Inicialmente, é importante compreender a posição estratégica das Forças Armadas (Exército, Marinha, Aeronáutica) no contexto das forças políticas que amparam o poder central dos ideários do Estado nacional para, grosso modo, integrá-lo ao contexto das engrenagens capitalistas e imperialistas de exploração/dominação; sendo o principal objetivo, o papel repressivo no processo histórico de colonização, atuando como membros ativos de sucessivos impérios invasores, oligarquias e governos pelo controle dos territórios e das riquezas contidas nas terras indígenas.

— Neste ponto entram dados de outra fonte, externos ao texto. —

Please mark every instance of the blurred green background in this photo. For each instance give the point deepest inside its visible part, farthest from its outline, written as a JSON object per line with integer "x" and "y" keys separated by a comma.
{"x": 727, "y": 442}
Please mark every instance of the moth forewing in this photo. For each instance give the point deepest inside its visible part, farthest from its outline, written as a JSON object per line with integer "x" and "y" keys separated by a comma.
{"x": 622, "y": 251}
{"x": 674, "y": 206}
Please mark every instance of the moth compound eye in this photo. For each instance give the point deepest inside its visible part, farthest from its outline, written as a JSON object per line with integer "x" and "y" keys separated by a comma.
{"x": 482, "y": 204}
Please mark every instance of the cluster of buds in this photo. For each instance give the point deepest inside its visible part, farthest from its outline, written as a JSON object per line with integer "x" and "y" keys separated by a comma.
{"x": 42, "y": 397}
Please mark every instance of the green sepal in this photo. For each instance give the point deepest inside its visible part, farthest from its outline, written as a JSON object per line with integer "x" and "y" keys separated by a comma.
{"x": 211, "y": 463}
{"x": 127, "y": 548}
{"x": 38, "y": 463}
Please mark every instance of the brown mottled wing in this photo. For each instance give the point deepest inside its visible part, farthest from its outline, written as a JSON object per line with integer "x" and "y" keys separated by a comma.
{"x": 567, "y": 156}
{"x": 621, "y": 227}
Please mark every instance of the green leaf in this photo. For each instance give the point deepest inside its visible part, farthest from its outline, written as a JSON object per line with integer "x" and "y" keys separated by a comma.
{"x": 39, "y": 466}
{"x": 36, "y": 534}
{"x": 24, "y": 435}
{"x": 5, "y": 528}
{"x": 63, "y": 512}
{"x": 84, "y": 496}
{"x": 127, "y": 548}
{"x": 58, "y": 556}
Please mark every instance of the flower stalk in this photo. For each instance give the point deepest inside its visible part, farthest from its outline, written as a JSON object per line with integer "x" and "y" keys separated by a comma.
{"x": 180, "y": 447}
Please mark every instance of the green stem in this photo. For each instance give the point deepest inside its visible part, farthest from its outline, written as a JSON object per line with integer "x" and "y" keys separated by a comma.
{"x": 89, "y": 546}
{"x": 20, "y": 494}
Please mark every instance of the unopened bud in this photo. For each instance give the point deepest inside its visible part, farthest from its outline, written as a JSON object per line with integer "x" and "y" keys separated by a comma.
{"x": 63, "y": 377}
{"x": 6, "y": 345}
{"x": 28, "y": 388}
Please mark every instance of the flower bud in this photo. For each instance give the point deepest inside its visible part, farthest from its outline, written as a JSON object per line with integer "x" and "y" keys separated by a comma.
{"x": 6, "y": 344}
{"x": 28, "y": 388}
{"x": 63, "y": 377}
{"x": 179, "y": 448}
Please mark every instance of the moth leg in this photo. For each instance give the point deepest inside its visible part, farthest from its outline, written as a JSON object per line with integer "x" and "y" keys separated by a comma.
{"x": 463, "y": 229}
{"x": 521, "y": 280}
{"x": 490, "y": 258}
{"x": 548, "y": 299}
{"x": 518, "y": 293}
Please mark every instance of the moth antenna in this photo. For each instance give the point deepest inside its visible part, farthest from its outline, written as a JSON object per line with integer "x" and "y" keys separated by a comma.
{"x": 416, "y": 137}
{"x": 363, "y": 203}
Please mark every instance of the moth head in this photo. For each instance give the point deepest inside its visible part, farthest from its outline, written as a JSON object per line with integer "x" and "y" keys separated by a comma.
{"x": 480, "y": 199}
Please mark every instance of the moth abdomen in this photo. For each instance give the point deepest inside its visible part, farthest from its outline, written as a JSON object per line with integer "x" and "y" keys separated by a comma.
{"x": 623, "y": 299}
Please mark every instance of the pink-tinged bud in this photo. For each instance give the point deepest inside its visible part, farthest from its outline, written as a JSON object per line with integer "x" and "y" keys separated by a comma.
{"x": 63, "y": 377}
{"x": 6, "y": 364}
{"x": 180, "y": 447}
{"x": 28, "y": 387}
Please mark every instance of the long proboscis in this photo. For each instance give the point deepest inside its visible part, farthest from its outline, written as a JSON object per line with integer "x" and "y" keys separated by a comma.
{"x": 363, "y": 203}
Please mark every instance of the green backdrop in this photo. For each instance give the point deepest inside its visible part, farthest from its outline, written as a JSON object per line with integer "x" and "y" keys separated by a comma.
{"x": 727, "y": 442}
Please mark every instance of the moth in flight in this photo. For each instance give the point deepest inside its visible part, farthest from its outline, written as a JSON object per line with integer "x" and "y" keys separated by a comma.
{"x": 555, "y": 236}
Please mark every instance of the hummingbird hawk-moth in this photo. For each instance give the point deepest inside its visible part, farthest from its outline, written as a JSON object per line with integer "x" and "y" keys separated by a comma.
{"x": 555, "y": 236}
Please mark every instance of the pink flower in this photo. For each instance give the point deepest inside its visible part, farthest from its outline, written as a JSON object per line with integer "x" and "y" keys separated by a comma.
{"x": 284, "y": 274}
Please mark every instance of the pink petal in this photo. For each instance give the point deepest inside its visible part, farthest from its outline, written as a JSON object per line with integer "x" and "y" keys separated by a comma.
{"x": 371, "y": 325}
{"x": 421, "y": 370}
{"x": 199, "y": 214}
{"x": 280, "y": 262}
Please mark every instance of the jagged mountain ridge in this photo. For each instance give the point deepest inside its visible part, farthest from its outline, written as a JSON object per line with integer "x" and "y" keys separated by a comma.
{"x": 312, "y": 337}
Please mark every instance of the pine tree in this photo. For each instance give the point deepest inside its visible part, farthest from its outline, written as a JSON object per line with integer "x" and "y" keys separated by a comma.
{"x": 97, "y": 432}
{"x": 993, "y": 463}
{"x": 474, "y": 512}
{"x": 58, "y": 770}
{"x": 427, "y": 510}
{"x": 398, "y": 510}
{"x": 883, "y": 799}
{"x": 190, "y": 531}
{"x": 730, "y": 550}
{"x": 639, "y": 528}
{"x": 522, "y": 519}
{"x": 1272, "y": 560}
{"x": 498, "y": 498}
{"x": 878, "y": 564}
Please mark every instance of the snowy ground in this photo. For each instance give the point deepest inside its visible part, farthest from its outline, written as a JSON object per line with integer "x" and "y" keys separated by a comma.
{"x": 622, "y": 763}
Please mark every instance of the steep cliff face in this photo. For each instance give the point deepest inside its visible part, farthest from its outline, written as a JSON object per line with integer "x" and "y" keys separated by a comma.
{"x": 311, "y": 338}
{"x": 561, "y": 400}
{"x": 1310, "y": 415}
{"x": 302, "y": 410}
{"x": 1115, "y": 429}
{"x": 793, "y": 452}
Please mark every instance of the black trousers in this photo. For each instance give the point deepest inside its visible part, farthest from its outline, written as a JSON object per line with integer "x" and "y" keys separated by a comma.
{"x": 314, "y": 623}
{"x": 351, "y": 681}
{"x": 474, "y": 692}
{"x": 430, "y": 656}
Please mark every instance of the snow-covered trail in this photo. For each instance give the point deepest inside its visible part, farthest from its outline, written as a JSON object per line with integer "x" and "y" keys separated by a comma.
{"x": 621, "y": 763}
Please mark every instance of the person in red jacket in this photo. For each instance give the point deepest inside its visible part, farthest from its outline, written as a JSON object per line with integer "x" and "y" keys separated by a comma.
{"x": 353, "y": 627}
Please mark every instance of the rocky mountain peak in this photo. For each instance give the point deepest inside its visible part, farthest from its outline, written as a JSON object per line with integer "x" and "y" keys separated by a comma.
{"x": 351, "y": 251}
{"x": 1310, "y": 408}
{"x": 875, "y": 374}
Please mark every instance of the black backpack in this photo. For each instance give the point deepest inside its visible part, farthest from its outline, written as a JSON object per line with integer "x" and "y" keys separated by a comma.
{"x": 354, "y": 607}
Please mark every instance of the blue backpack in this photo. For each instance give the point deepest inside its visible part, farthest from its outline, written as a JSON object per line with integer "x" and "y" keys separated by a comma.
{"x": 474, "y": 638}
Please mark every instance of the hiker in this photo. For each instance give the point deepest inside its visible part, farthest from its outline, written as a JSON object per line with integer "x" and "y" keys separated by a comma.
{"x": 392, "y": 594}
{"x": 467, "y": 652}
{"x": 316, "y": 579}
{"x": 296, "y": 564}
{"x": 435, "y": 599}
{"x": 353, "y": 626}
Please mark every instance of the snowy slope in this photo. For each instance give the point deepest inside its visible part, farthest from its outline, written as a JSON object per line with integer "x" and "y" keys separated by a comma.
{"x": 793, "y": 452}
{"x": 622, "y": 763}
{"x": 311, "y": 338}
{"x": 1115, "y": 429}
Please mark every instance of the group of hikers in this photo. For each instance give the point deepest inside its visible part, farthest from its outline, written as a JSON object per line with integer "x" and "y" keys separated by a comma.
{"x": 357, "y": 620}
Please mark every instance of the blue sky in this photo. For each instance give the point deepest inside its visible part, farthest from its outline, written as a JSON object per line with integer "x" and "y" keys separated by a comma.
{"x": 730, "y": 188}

Os Cariús de fardas trouxeram em suas mochilas, além das armas de ferro e pólvoras, todas as experiências, estratégias e ações desenvolvidas nos saques e pilhagens que fizeram por séculos junto aos povos de outros continentes; estando entre suas principais estratégias o uso da força física e bélica, na confrontação direta com o propósito de subordinar e eliminar os povos que habitavam os territórios a serem invadidos e explorados.
Sua missão, acobertada, camuflada e dissimulada por sua boina ideológica – política indigenista oficial brasileira – teve como propósito a cobiça, a pilhagem e o controle sobre os territórios tradicionais, com ações genocidas de conquistas, escravizações, remoções, prisões, torturas, aliciamentos, repressões culturais e linguísticas, aldeamentos e confinamentos, integração, favelização e marginalização; tratando os Povos Indígenas como inimigos e obstáculos a implantação dos programas nacionalistas e desenvolvimentista do estado liberal.
Por isso, no Brasil, e mais diretamente durante o Regime Militar, os Povos Indígenas foram tratados como assunto de segurança nacional, sendo atribuído às forças armadas o seu controle e repressão, ficando sob sua responsabilidade a condução dos trabalhos de integração e assimilação dos Povos Indígenas à comunhão nacional, a administração de agências governamentais, como o Serviço de Proteção ao Índio (SPI) e, depois, a Fundação Nacional do Índio (Funai), a implantação de sistemas de segurança de fronteiras, a abertura de estradas, construção de hidrelétricas e a concessão de fortes subsídios econômicos aos que quisessem explorar as riquezas naturais, estratégias de ação que provocaram um processo de ocupação maciça, desordenada e predatória que impactou social e culturalmente os Povos Indígenas e suas terras, provocando um grande rastro de destruição, sobretudo na região Amazônica.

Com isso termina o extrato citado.